We don't have to delete the .coffee files, since when we require 'foo', node will preferentially load the foo.js file over the foo.coffee file. coffeecoverage nicely gives us the number of lines it instrumented - this is handy, because if we never require a given file from our tests, it won't show up in the mocha report.

Next we run our tests:

mocha --require init.js --reporter html-cov --compilers coffee:coffee-script test/*Test.coffee

Some Weirdness with Line Numbers

This snippet of CoffeeScript:

if x then y() \
     else z()

gets compile to this snippet of JavaScript:

if (x) {
  y();
} else {
  z();
}

We have three statements we could annotate here; the "if" itself, the call to y, and the call to z. The problem is that both the "if" an the call to "y()" are on the same line of CoffeeScript source. If we annotate both the "if" and the "y()", then if x is true, we will count two executions of the first line of the CoffeeScript, even though we've only run this chunk of CoffeeScript once.
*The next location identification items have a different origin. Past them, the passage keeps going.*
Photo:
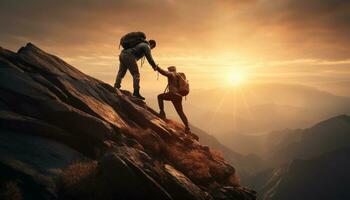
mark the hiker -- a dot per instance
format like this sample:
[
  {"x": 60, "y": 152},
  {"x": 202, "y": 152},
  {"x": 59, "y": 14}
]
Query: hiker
[
  {"x": 177, "y": 88},
  {"x": 135, "y": 47}
]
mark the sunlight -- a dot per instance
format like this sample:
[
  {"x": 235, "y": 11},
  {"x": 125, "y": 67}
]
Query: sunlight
[{"x": 236, "y": 78}]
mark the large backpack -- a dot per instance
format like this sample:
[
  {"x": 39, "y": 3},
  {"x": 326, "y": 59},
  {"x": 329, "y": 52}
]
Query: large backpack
[
  {"x": 132, "y": 39},
  {"x": 183, "y": 84}
]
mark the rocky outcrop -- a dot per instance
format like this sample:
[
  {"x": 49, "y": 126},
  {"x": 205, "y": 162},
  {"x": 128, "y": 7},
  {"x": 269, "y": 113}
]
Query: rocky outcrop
[{"x": 56, "y": 116}]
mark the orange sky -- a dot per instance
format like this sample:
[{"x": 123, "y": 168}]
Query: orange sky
[{"x": 294, "y": 41}]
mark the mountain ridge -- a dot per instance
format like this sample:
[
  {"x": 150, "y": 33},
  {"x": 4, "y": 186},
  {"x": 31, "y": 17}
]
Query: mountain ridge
[{"x": 44, "y": 97}]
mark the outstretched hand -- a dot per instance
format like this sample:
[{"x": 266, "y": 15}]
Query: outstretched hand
[{"x": 155, "y": 68}]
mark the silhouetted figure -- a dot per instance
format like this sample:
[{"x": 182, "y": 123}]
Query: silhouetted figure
[
  {"x": 129, "y": 56},
  {"x": 172, "y": 95}
]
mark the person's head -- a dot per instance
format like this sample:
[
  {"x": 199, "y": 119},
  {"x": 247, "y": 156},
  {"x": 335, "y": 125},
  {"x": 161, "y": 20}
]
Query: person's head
[
  {"x": 172, "y": 69},
  {"x": 152, "y": 43}
]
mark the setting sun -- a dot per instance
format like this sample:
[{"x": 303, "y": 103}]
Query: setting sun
[{"x": 236, "y": 78}]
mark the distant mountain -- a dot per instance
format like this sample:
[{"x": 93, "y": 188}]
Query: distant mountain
[
  {"x": 261, "y": 108},
  {"x": 283, "y": 145},
  {"x": 312, "y": 162},
  {"x": 323, "y": 177},
  {"x": 248, "y": 164},
  {"x": 66, "y": 135},
  {"x": 326, "y": 136}
]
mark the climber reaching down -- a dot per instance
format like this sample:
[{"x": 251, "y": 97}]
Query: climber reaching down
[{"x": 135, "y": 46}]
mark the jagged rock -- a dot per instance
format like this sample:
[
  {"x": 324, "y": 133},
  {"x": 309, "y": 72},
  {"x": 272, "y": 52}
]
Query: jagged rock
[{"x": 139, "y": 155}]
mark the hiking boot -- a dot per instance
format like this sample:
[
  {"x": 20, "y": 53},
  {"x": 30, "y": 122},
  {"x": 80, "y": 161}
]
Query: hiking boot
[
  {"x": 187, "y": 129},
  {"x": 162, "y": 114},
  {"x": 116, "y": 86},
  {"x": 138, "y": 95}
]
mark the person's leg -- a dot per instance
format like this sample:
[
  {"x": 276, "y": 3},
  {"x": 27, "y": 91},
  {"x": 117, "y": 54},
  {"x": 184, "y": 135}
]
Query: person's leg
[
  {"x": 177, "y": 102},
  {"x": 121, "y": 72},
  {"x": 161, "y": 98},
  {"x": 134, "y": 70}
]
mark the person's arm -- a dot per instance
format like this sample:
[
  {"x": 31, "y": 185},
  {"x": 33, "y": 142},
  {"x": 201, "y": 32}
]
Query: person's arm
[
  {"x": 163, "y": 72},
  {"x": 149, "y": 57}
]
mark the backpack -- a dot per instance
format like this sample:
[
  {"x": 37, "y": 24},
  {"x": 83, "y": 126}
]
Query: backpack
[
  {"x": 183, "y": 84},
  {"x": 132, "y": 39}
]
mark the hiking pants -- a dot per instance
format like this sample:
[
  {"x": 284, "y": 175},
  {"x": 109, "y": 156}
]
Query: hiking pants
[
  {"x": 128, "y": 61},
  {"x": 176, "y": 99}
]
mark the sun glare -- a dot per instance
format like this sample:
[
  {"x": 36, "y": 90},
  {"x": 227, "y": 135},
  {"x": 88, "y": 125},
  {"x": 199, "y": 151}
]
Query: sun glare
[{"x": 236, "y": 78}]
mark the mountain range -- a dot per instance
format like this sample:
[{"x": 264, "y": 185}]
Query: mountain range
[{"x": 66, "y": 135}]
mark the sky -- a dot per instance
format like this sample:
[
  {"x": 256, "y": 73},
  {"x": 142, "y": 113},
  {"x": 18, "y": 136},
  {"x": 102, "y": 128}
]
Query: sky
[{"x": 218, "y": 43}]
CoffeeCoverage tries to work around this by only instrumenting the first statement it finds on a line, so in the above example, we'd annotate the "if" and the "z()", but not the "y()".

Detailed Usage

Usage: coffeecoverage [-h] [-v] [-c name] [-e filenames] [-i initfile] [--path pathtype] src dest

src and dest are the source file or directory and destination file or directory, respectively. If src is a .coffee file, then coffeecoverage will instrument the file and write the result to dest (e.g. coffeecoverage a.coffee a.js.) If src is a directory, then coffeecoverage will recursively walk through src finding .coffee files, and writing them into the dest, creating any subdirectories in dest as required. If src and dest are the same directory, then all the .coffee files in src will have .js files written alongside them.

Optional arguments:

-c, --coverageVar

By default, coffeecoverage will instrument source files with the global variable "_$jscoverage". This is done to mimic JSCoverage. You can rename this variable by using this option.

-i, --initfile

Specifies an "initfile" which all global initalization is written to. This is handy for testing with mocha. If you require the initfile, then mocha reports will show coverage of all files in your project, even files which were never required anywhere.

-e, --exclude

Gives a comma delimited list of files and directories to exclude from processing. This defaults to 'node_modules,.git', since neither of these are directories you probably want to be instrumenting. If you want to also exclude your "test" directory, you might run coffeecoverage with:

coffeecoverage --exclude 'node_modules,.git,test' ...

--path

Path can be given one of three different parameters:

  • none is the default - if coffeecoverage reads a file from "src/models/user.coffee", then the instrumented code will use the filename "user.coffee". This works well provided you don't reuse filenames elsewhere in your code. Note that if there is a name collision between two files in different subdirectories, coffeecoverage will append a something to the end of one to make it unique, otherwise coverage data from one file would interfere with data from another.
  • abbr will use abbreviated path names; a file from "src/models/user.coffee" will be instrumented as "s/m/user.coffee".
  • relative will use the full relative pathname; "src/models/user.coffee".

Paths are always relative to the src directory provided on the command line.